Cada familia, atendió atentamente al plan escolar que proponía, a todas mis intenciones por ayudar en la educación de los menores, en mis intenciones por hacer más amenas las horas escolares.

Me escucharon y algunos dieron su opinión en contra, otros a favor, pero todos conseguimos llegar a un punto, que era lo que buscaba.

Cuando la charla terminó, me despedí de todos los presentes y sonreí mientras guardaba las cosas en mi bolso.

Sentía alegría, una alegría punzante en mi pecho que me animaba a sonreír. Desde hacía años no sentía la misma alegría.

Desde hacía años no estaba tan bien.

  • ¿Alma? – susurró una ronca voz a mis espaldas.

Me giré y lo vi, por el amor de la vida, no había cambiado.

Su rostro seguía igual y seguía llevando esas gafas gruesas que le hacían ver adorable, su pelo, más corto de lo que recordaba, ya no conservaba el alocado flequillo adolescente. Tampoco seguía en su misma forma, pero sus ojos, sus ojos seguían igual, igual de soñadores, de amables y gentiles, igual de hermosos.

  • ¿Dumán? – pronuncié atropelladamente, mientras me apoyaba en la mesa y dejaba la botella a un lado.

Sentía cómo mi cuerpo se helaba, cómo me impedía moverme, solo podía observarlo y pensar, pensar en lo mucho que lo seguía amando.

Él, con una suave sonrisa, se rascó la nuca sin dejar de mirarme y suspiró algo cansado.

  • Yo… eh… - murmuró antes de mirarme avergonzado.
  • ¿Cómo estás? – inquirí con una suave sonrisa.
  • Nunca he estado mejor– se hinchó de alegría y dejó ir el aire suavemente –. Tengo una moto, me la regalaron en… en mi boda – finalizó con la boca pequeña.

Asentí juntando mis labios en una fina línea.

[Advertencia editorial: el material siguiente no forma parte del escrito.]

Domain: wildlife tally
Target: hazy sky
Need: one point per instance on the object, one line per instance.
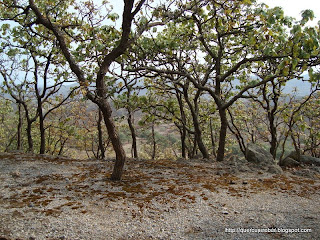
(291, 8)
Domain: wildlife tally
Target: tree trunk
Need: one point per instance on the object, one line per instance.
(222, 134)
(101, 151)
(273, 142)
(42, 131)
(197, 130)
(212, 139)
(183, 133)
(153, 142)
(29, 136)
(19, 130)
(115, 140)
(133, 135)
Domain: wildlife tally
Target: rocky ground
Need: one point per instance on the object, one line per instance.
(45, 197)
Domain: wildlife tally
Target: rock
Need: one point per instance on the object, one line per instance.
(305, 173)
(275, 169)
(289, 162)
(294, 155)
(258, 155)
(16, 174)
(309, 160)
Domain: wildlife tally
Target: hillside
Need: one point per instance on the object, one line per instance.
(47, 197)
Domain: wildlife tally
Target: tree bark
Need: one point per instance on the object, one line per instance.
(29, 136)
(213, 144)
(42, 129)
(19, 128)
(101, 150)
(133, 135)
(154, 144)
(115, 140)
(222, 134)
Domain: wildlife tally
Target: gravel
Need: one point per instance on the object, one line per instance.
(44, 197)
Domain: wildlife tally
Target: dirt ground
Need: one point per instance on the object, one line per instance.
(47, 197)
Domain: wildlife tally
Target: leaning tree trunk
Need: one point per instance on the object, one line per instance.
(154, 144)
(29, 136)
(42, 131)
(19, 130)
(101, 150)
(222, 134)
(183, 133)
(115, 140)
(133, 135)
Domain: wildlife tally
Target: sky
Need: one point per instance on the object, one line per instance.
(293, 8)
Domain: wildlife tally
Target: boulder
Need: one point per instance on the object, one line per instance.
(258, 155)
(275, 169)
(310, 160)
(294, 155)
(289, 162)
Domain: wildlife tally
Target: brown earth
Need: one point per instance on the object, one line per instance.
(46, 197)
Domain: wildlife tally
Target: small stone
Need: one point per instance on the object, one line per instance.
(16, 174)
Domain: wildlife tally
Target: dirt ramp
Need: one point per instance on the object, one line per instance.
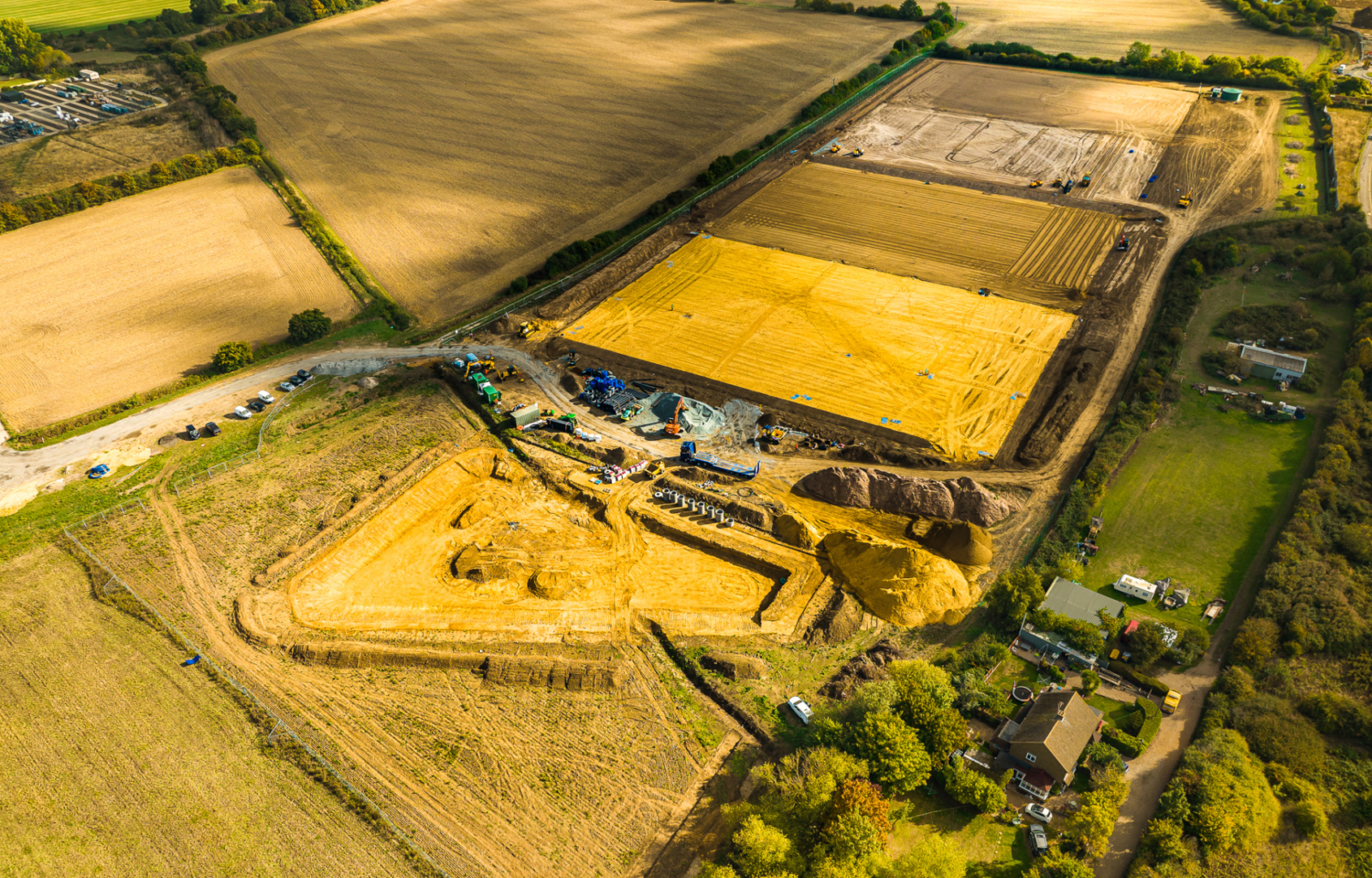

Sé que te casaste, imbécil.

Tuve la invitación en mis manos, y el vestido también.

  • No fuiste…
  • Iba a hacerlo, pero mi mente… mi mente no podía soportar ver al amor de mi vida en el altar con otra mujer.

No podía soportar el ver que habías rehecho tu vida sin mí. Que mis plumas habían dejado de darte cobijo.

  • Quería que gritases yo me opongo o cualquier gilipollez, Alma.
  • Quise ir.
  • Quería que tú fueses mi mujer.

Negué y él me miró entre dolido y con amor. Su mirada era un eclipse. Del cual no quería salir.

  • ¿Cómo estás, Almi?

Sentí sus palabras como la calidez de ponerse al sol en un día frío, como la calidez de la lluvia sobre las hojas de la naturaleza. Sentí sus palabras como el abrigo que quería protegerme del frío.

  • Ya no hay monstruos, Dumán, ya no hay nada que pueda controlarme. Nada más que yo.

Él, orgulloso, sonrió y vi cómo sus ojos se humedecían, cómo quería acercarse. Cómo quería abrazarme.

  • Estoy muy orgulloso de ti, Almi.